In the Court Of Appeal, Lewison LJ said councils were not obliged to “scour every estate agent’s window” when seeking accommodation to offer. He upheld an earlier decision in favour of Westminster City Council and overturned a finding against the London Borough of Brent.

Both cases concerned the lawfulness of the decisions and processes used by the councils to make accommodation offers outside their areas. HHJ Saggerson had upheld Westminster’s case when Amounah Adam challenged it in the High Court, but allowed a claim by Abdelrahim Alibkhiet against Brent.

In the Westminster case, the council’s policy was to place applicants in three bands with those in the third normally offered accommodation outside London.  Ms Adam was offered a home in Worcester Park, on the south-west fringe of the capital and not near to Westminster.

Lewison LJ upheld HHJ Saggerson’s ruling that Westminster was able to make the offer and need not have waited until a home in or nearer the borough became available.

The judge said: “If a housing authority decides to discharge its full housing duty by making a private rented sector offer, I do not consider that it must wait in the Micawberish hope that ‘something will turn up’.

“It follows, in my judgment, that Westminster discharged its duty by inquiring what suitable accommodation was available at the time at which it made its offer.”

Mr Alibkhiet is an Eritrean who in 2014 gained leave to remain in the UK and was later joined by his wife and daughter. He was offered a flat in Smethwick, due to the lack of affordable housing in London, but objected that this would be far from his support networks.

It emerged that a flat was though available in nearby Acton and HHJ Saggerson upheld his appeal against Brent’s decision on “a total absence [of] explanation as to why on the date of the offer the Acton property … was not a property that was offered to this family”.

Lewison LJ said: “In my judgment, although the decision letter could have been better expressed, that was enough to amount to a lawful decision, made in accordance with the policy. Brent therefore succeeds on its ground of appeal.”
Mr Alibkhiet was, in any event, not entitled to the Acton property as “he did not fall into any group entitled to priority for a placement within Greater London”.

He then turned to the decision to offer accommodation in Smethwick.
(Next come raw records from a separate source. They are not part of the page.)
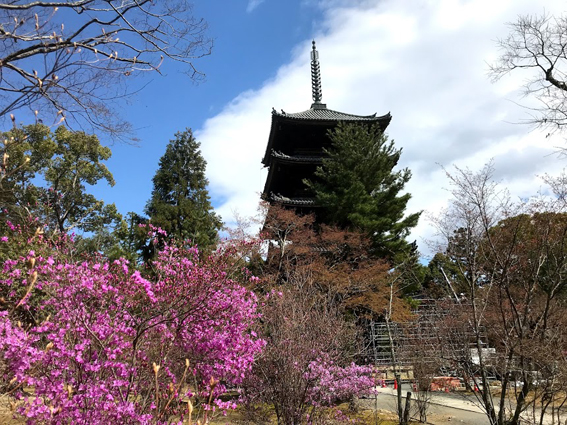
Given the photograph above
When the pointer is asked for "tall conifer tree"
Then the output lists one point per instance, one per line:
(359, 189)
(180, 202)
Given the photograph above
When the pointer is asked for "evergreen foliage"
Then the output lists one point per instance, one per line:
(359, 189)
(45, 176)
(180, 202)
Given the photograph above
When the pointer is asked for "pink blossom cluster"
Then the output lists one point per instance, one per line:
(111, 345)
(333, 383)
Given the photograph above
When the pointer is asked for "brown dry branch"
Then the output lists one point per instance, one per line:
(73, 60)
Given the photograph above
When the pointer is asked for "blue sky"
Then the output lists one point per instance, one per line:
(251, 41)
(425, 61)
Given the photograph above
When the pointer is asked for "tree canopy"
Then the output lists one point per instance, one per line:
(536, 45)
(71, 59)
(180, 202)
(359, 189)
(45, 176)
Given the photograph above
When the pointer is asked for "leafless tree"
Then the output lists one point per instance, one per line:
(537, 45)
(72, 59)
(509, 326)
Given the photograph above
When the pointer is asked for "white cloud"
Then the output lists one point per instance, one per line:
(253, 4)
(425, 62)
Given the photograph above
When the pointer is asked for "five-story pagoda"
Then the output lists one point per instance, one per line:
(297, 142)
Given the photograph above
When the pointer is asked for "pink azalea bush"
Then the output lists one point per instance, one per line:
(307, 362)
(106, 344)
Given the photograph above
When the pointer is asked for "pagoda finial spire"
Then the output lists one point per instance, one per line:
(316, 75)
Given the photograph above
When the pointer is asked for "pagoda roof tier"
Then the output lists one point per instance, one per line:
(319, 112)
(292, 202)
(317, 115)
(296, 158)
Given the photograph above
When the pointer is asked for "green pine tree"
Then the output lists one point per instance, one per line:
(180, 202)
(359, 189)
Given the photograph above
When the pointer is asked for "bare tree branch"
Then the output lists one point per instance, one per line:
(73, 59)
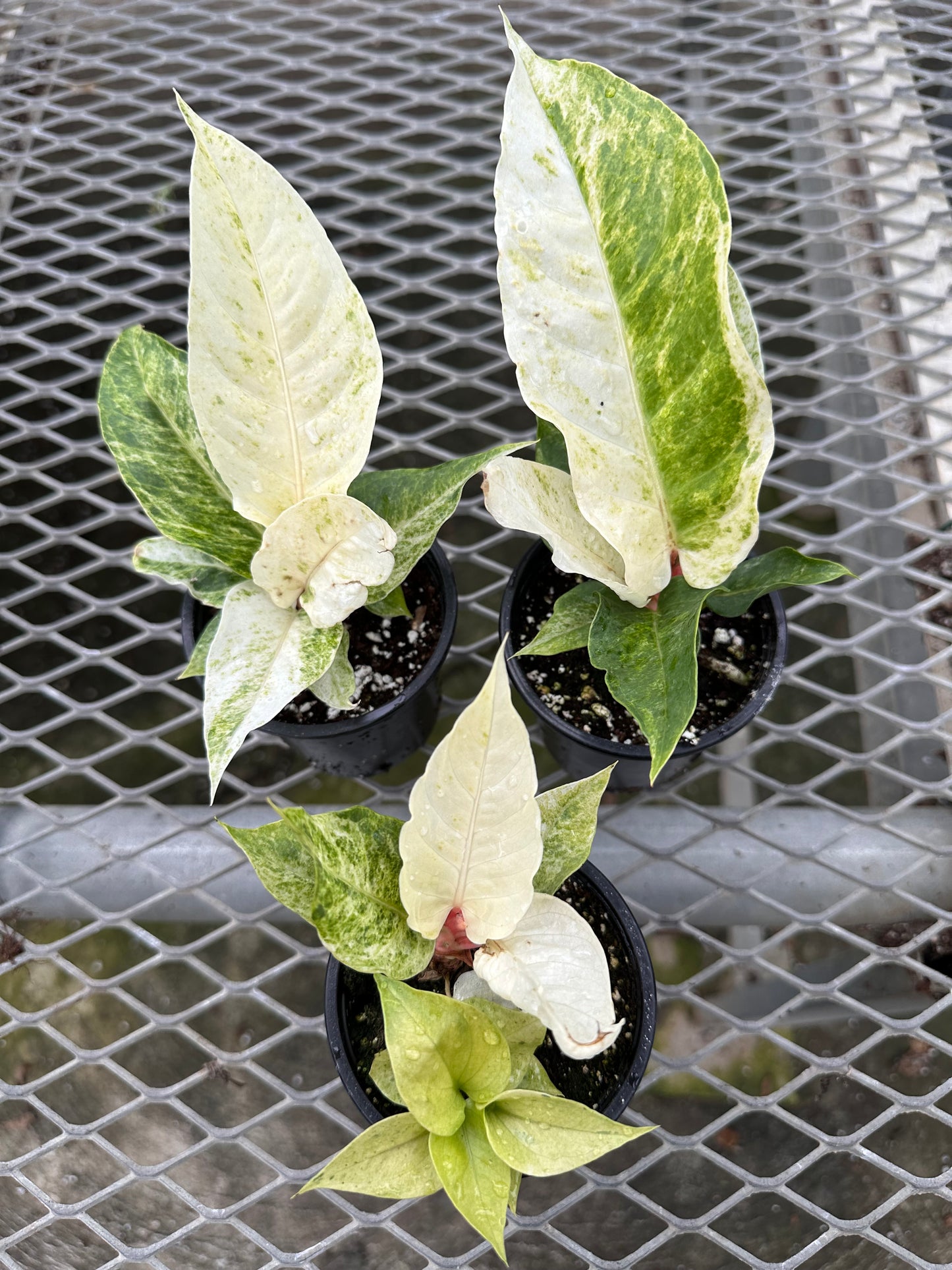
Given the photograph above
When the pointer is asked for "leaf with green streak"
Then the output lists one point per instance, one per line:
(208, 578)
(382, 1076)
(415, 502)
(569, 625)
(441, 1049)
(650, 658)
(619, 310)
(476, 1180)
(538, 500)
(260, 658)
(394, 605)
(285, 368)
(149, 426)
(542, 1136)
(569, 823)
(341, 871)
(550, 446)
(770, 572)
(338, 685)
(200, 653)
(391, 1160)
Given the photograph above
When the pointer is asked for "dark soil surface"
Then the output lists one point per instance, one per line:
(573, 689)
(593, 1082)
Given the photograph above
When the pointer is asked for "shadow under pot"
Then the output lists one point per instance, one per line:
(354, 1022)
(586, 728)
(397, 662)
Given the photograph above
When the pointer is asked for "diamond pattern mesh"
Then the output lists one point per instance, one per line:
(167, 1085)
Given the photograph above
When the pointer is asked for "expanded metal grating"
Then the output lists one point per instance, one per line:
(165, 1078)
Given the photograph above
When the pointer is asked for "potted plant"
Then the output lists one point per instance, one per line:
(490, 1002)
(636, 348)
(248, 456)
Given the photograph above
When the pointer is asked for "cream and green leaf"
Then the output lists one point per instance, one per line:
(620, 314)
(260, 658)
(339, 870)
(285, 368)
(150, 427)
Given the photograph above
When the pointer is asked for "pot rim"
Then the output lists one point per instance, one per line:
(615, 748)
(640, 958)
(358, 723)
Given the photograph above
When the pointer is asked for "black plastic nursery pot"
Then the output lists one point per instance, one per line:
(372, 742)
(582, 753)
(354, 1022)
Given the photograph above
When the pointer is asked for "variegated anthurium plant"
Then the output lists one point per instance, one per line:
(468, 879)
(248, 455)
(636, 348)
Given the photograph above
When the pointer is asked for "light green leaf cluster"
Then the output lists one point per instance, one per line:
(452, 1064)
(341, 871)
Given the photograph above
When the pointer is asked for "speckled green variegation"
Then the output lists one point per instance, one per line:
(629, 330)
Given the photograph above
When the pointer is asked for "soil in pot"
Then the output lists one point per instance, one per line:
(386, 653)
(730, 666)
(593, 1082)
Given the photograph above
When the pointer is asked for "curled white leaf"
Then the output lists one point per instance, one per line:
(474, 838)
(553, 967)
(538, 500)
(324, 554)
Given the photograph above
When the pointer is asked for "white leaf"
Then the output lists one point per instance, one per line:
(324, 552)
(474, 838)
(553, 967)
(538, 500)
(613, 235)
(283, 365)
(260, 658)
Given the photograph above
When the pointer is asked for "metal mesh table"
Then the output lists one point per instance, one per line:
(165, 1080)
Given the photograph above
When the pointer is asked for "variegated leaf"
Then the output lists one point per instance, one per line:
(613, 234)
(474, 836)
(285, 368)
(416, 502)
(553, 967)
(149, 426)
(260, 658)
(540, 500)
(338, 683)
(324, 554)
(208, 578)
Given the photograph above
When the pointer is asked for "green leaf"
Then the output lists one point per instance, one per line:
(515, 1179)
(338, 683)
(341, 871)
(415, 502)
(391, 1160)
(200, 653)
(382, 1076)
(393, 605)
(441, 1049)
(650, 658)
(542, 1136)
(149, 426)
(285, 368)
(206, 578)
(762, 574)
(613, 237)
(569, 625)
(550, 446)
(260, 658)
(569, 823)
(474, 1176)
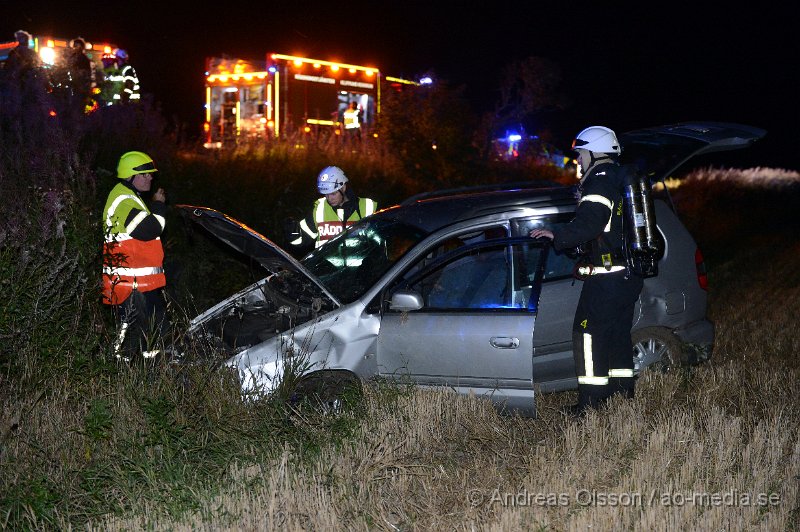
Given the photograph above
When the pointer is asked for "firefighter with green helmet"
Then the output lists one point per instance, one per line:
(133, 257)
(333, 213)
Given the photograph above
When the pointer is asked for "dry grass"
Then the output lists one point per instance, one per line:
(714, 448)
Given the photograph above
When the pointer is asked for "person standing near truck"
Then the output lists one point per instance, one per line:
(601, 330)
(332, 213)
(133, 257)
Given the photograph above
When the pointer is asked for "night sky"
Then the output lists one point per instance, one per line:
(636, 64)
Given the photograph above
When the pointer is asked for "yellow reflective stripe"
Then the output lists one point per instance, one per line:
(595, 381)
(319, 212)
(588, 365)
(620, 373)
(307, 230)
(370, 206)
(119, 199)
(595, 270)
(132, 272)
(597, 198)
(136, 221)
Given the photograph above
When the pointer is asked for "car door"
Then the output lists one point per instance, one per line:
(474, 330)
(553, 362)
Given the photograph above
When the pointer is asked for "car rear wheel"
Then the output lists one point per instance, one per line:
(656, 348)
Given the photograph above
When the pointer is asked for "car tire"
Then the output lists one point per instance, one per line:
(656, 348)
(329, 393)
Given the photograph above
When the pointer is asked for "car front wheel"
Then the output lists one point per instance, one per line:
(656, 348)
(329, 393)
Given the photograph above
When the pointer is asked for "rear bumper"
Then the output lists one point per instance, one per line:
(698, 340)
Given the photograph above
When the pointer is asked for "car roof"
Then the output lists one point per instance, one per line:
(434, 210)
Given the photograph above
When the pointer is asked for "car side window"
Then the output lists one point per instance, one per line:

The judge said that once London and the south east were eliminated for reasons of housing pressure, the West Midlands appeared the next available pool of supply.

The judge said: “It is, I suppose, theoretically possible that Brent might have been able to find somewhere in East Anglia or the East Midlands that was closer to Brent than Birmingham as the crow flies; but that places an onerous burden on a housing authority…Brent was not required to scour every estate agent's window between Brent and Birmingham.”